Oh, God, it’s the Germans. I didn’t get off Dunkirk in time.

The German shone a flashlight full in his face, and he flinched away from it. They’ve captured me, and they’re interrogating me. If they find out about Fortitude South, they’ll know we’re going to invade at Normandy.

But it was an English soldier. “How badly are you hurt?” he was asking, bending over Ernest, and his helmet was the tin hat of an ARP warden. “What’s your name?”

He thinks I’m Cess, Ernest thought. Thank goodness he’s not here, and tried to tell the warden about Cess’s having traded duties with Chasuble, and his having traded with Cess, and about the harvest fete and Daphne at the Crown and Anchor.

No, that wasn’t right. That was the other Daphne, and she wasn’t there. She was in Manchester, and she was married …

The warden was shaking him. “Davies?” he asked, wiping the plaster dust from his face. “Michael?”

Yes, he thought. But he wasn’t sure, it had been so long since he’d heard his real name, and he’d had so many names since he was killed …

The warden was shaking him and saying urgently, “Can you hear me, Davies? Michael?”

“Yes.”

“Oh, thank God. Michael, listen, I’m here to take you back to Oxford. I’m Colin Templer.”

But he couldn’t be. Colin was only a boy. “You’re too old,” he murmured.

“I’ve been looking for you for a long time.”

“You got my messages,” Ernest said, feeling sick with relief. They were here, they could warn Polly not to go to the Blitz. And they could …

“You have to get Charles out,” he said, trying to raise himself by his elbows. “He’s in Singapore. You have to get him out before the Japanese—”

“We did,” he said. “He’s safe. He’s waiting for you in the lab. Do you think you can stand up?”

He shook his head. “You have to tell Polly—”

“She’s alive? She was alive when you left her?”

Ernest nodded.

“Oh, thank God,” Colin breathed.

It was Colin after all. “You have to tell her—”

“I’ll find her and get her out,” Colin said, “but first I’ve got to get you out of here.”

“No, she’s here,” he tried to say, but he was coughing too hard.

“Can you tell me where you’re hurt?”

“My foot,” he said. “I was unfouling the propeller,” but Colin wasn’t listening. He was digging someone out of the rubble.

It must be Mr. Jeppers, he thought. “Is he all right?” he asked, and heard a siren.

“We need to get to a shelter,” he said.

“We need to get to a shelter,” he said.

“That’s the ambulance.
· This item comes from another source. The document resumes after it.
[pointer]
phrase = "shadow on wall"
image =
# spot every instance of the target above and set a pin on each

I’ve got to get you out of here before they arrive,” Colin said, stooping to lift him. “We can’t let them see us.”

“No, wait, you have to tell Polly not to go,” he tried to say, but he was overcome with a spasm of coughing. It was all the plaster Colin had stirred up digging out Mr. Jeppers. It was making him choke, and all he could get out was her name.

“I’ll go fetch Polly, I promise, as soon as I get you back to Oxford.”
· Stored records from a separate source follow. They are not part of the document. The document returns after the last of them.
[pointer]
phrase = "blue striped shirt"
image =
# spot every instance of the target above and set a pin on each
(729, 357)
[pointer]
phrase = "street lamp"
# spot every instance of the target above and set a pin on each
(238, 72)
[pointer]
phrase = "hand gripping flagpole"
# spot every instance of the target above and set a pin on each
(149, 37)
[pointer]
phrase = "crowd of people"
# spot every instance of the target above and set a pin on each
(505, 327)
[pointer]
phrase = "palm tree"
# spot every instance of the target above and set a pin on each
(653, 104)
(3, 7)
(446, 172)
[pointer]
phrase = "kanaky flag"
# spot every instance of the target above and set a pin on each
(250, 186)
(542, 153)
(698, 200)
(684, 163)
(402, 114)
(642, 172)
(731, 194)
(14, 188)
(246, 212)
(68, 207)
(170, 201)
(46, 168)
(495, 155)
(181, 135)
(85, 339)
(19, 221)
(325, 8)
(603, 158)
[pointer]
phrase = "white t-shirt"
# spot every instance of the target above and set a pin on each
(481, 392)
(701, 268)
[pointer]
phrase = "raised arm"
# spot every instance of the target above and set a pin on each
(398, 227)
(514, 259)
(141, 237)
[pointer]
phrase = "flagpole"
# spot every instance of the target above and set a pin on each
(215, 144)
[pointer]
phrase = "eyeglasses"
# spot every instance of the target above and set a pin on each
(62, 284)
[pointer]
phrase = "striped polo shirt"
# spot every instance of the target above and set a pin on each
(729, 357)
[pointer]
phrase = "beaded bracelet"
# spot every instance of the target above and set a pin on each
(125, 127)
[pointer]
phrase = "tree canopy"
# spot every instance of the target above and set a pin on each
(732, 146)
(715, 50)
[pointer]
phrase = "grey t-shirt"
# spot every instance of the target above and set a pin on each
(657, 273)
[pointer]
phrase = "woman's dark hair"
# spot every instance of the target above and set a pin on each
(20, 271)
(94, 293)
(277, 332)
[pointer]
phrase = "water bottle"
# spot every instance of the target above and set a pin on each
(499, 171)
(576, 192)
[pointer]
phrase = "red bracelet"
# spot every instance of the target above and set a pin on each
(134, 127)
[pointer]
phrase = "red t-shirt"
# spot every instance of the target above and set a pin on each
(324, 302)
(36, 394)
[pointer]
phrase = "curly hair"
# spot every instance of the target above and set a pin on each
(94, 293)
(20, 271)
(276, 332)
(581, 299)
Oxford, Ernest thought, and could see the spires of Christ Church and St. Mary’s, and Magdalen Tower, and Balliol’s quad green in the April sunshine.
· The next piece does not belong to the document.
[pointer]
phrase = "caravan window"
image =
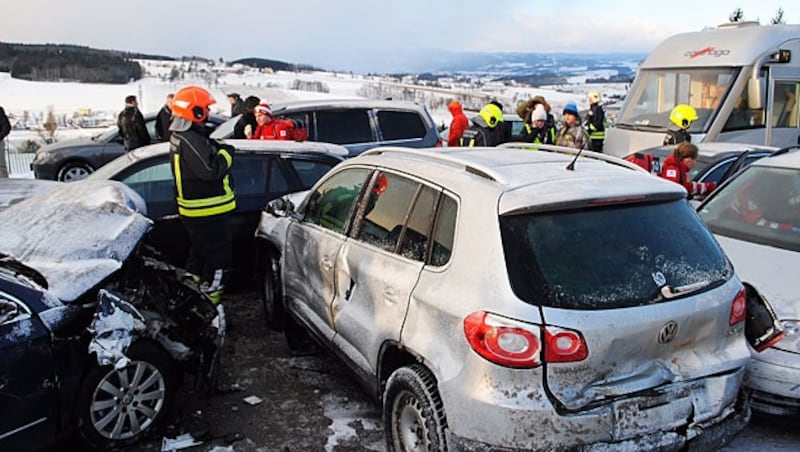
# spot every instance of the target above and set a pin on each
(657, 91)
“This’ll hurt,” Colin said, reaching his arms around him. “Sorry.” And the V-2 hit, ripping the world apart.

No, that wasn’t right, the V-2 had already hit, and he wasn’t in the wreckage, he was on a cot and an orderly was covering him with a blanket. “Am I in hospital?”

he asked.

“Not yet,” the orderly said. “I’m taking you there now.”

“You can’t,” Ernest said, struggling. He had passed out on the way to hospital. He had been unconscious for over a month, and when he’d come to, nobody had known who he was. “I can’t go to Orpington. The retrieval team won’t know where I am.”

“I’m the retrieval team, old man,” the orderly said. “It’s Colin. Colin Templer. You’re in Croydon, in an ambulance. I’m taking you back to Oxford.”

Ernest clutched Colin’s arm. “But I have to tell you about Polly,” and some of his desperation must have got through because Colin nodded.

“All right. When did you see her last, Michael?”

Had it been a few minutes or longer than that? “I don’t know. She”—he tried to raise his hand to show Colin where she’d gone—“left.”

“When did you leave?” Colin asked. “On January eleventh? That’s when the Times said you died.”